# Afficher le contenu d'un dossier comme page Web



## Mike4444 (24 Mars 2010)

Bonjour à tous,

Comme l'indique l'intitulé de mon message, je cherche à afficher sur Internet, donc comme page Web, le contenu d'un dossier se trouvant sur le disque dur de mon ordinateur. Je crois me souvenir que cela était possible sous MacOS 9 : il suffisait de se rendre dans les "Préférences Système" et cocher "Partage Web", il me semble... Sous Leopard, si j'ai bien compris, cette option n'a plus la même fonction, mais permet plus spécifiquement d'afficher sur Internet une page html qui se trouve dans un dossier sur le disque dur.
Mon objectif : permettre à des connaissances de télécharger (téléversement optionnel pour moi) des fichiers contenus dans un dossier, directement depuis mon mac, à partir d'une page Web se mettant à jour automatiquement. Je sais qu'il existe d'autres solutions de partage, mais je souhaite celle-ci en particulier.
D'où ma question : Leopard a-t-il "perdu" cette fonctionnalité ou bien me trompe-je ?
D'avance, je vous remercie de vos réponse et m'excuse d'ores et déjà auprès des modos en cas de post mal... posté.


----------



## bompi (24 Mars 2010)

Il faut ouvrir le partage Web, tout bonnement, et configurer de manière appropriée le site Web ainsi lancé [entre autres, autorisation de parcourir le dossier].

Personnellement, je trouve plus convainquant dans le cas des fichiers d'utiliser FTP ou sFTP.

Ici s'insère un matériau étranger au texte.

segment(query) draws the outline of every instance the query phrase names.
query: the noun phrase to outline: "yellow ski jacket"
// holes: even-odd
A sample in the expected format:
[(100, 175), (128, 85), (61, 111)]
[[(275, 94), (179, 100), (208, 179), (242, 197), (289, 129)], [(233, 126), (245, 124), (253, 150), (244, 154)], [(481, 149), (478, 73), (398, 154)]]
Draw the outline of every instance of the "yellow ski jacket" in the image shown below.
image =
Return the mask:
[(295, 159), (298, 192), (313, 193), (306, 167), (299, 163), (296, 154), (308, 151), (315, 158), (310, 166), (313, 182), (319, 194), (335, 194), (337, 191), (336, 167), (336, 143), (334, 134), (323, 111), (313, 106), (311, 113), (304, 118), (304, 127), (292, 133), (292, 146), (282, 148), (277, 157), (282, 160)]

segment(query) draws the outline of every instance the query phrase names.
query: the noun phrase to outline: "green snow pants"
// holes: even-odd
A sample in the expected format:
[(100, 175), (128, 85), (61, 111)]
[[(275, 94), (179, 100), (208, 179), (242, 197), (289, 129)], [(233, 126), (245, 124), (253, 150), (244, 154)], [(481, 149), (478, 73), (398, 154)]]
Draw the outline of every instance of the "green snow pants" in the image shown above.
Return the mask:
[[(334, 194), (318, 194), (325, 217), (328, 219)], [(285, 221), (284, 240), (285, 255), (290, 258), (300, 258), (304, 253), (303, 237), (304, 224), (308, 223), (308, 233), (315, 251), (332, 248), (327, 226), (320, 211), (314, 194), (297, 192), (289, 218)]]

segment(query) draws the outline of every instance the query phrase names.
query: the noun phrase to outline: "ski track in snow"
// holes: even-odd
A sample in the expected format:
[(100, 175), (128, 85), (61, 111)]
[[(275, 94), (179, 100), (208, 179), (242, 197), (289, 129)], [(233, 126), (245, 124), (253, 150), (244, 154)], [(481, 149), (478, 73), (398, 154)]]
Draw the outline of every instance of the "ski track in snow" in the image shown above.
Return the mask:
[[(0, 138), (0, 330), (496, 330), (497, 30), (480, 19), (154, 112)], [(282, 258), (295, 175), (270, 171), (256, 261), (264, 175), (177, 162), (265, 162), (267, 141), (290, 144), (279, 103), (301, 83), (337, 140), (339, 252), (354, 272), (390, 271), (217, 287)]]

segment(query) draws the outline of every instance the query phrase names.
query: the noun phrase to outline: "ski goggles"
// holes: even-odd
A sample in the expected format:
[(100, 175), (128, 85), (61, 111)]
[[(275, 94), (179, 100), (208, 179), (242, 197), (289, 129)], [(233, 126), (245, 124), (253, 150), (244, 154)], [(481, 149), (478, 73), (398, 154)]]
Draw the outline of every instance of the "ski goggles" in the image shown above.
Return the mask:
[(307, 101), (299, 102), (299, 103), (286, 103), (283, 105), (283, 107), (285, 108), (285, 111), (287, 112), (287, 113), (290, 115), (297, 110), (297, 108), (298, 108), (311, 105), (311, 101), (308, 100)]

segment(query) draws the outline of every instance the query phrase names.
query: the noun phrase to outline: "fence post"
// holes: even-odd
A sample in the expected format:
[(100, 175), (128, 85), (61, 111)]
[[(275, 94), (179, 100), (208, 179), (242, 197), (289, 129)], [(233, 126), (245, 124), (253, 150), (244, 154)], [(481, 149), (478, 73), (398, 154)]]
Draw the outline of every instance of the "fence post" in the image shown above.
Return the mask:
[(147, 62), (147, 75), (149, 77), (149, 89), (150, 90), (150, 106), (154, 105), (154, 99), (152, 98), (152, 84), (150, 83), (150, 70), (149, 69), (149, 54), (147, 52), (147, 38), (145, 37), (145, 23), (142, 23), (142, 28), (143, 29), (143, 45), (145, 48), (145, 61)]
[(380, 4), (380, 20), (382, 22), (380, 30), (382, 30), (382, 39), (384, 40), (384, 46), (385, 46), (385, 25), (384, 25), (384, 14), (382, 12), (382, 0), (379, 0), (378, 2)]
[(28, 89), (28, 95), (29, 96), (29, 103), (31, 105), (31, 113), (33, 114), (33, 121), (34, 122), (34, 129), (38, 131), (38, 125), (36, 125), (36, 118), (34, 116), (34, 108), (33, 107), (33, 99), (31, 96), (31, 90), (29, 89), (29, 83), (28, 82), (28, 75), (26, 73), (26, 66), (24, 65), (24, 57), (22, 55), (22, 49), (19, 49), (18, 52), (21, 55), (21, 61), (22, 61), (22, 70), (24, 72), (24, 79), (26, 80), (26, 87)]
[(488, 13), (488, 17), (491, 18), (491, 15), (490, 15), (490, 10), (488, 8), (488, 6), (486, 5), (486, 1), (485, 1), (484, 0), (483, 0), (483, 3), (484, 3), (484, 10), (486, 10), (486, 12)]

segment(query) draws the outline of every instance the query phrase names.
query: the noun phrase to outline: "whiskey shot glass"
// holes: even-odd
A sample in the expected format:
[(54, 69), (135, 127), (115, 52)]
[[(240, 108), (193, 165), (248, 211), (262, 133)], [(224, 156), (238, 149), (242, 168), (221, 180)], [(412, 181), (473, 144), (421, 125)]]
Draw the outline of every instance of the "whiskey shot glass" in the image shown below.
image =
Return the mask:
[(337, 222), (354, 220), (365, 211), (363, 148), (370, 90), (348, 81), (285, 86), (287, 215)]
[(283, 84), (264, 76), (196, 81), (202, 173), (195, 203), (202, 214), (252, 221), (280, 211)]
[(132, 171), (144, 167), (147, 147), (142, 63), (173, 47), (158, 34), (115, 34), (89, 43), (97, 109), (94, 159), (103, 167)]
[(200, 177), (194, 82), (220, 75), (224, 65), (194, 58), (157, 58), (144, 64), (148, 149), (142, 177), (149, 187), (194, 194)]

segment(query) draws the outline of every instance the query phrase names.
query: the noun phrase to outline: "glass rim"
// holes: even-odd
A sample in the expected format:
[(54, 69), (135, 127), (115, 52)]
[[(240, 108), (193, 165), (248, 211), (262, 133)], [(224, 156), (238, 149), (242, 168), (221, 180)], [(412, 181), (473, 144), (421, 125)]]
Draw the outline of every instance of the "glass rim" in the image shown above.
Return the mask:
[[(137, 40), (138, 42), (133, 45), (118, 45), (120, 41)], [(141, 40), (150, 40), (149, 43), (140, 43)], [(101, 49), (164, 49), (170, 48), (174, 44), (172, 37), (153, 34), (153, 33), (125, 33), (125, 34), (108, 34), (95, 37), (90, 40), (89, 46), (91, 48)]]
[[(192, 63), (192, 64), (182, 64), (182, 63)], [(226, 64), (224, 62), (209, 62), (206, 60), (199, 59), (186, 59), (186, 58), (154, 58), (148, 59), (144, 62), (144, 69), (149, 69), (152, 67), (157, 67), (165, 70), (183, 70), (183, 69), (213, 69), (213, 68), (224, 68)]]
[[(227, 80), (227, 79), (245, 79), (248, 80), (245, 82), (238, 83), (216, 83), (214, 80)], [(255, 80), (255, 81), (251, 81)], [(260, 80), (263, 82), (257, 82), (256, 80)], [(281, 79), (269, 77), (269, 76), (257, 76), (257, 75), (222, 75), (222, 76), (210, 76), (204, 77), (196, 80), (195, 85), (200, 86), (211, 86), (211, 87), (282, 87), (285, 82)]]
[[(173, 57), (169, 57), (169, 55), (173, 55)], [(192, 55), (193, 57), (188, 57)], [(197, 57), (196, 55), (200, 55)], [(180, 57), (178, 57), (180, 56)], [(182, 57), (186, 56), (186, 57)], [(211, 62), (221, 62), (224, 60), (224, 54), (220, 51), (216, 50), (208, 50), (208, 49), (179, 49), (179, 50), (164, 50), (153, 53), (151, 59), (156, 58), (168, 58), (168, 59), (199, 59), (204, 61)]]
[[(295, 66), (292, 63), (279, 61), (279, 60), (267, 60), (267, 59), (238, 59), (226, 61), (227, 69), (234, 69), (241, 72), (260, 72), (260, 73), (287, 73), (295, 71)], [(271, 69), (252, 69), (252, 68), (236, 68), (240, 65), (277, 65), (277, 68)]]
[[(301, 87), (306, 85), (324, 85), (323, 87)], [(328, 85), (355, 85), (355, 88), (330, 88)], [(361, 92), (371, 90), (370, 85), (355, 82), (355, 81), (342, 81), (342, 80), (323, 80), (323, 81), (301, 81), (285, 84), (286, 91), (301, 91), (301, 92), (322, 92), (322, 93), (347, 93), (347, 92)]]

Quoi qu'il en soit, j'ai déplacé le fil côté Internet & Réseaux, pour d'évidentes raisons.


----------



## Mike4444 (24 Mars 2010)

Merci pour la réponse.

En fait, j'avais déjà essayé cette manipulation sur mon ordinateur, mais mon navigateur mentionnait "ne parvient pas à se connecter au serveur".
Suite à votre message, j'ai tenté la même chose sur le MBP de mon épouse et cela fonctionne cette fois-ci bel et bien, merci.
Il me reste maintenant à comprendre pourquoi, avec une même configuration (firewall compris), la manipulation n'aboutit pas sur mon ordinateur...

Encore merci !


----------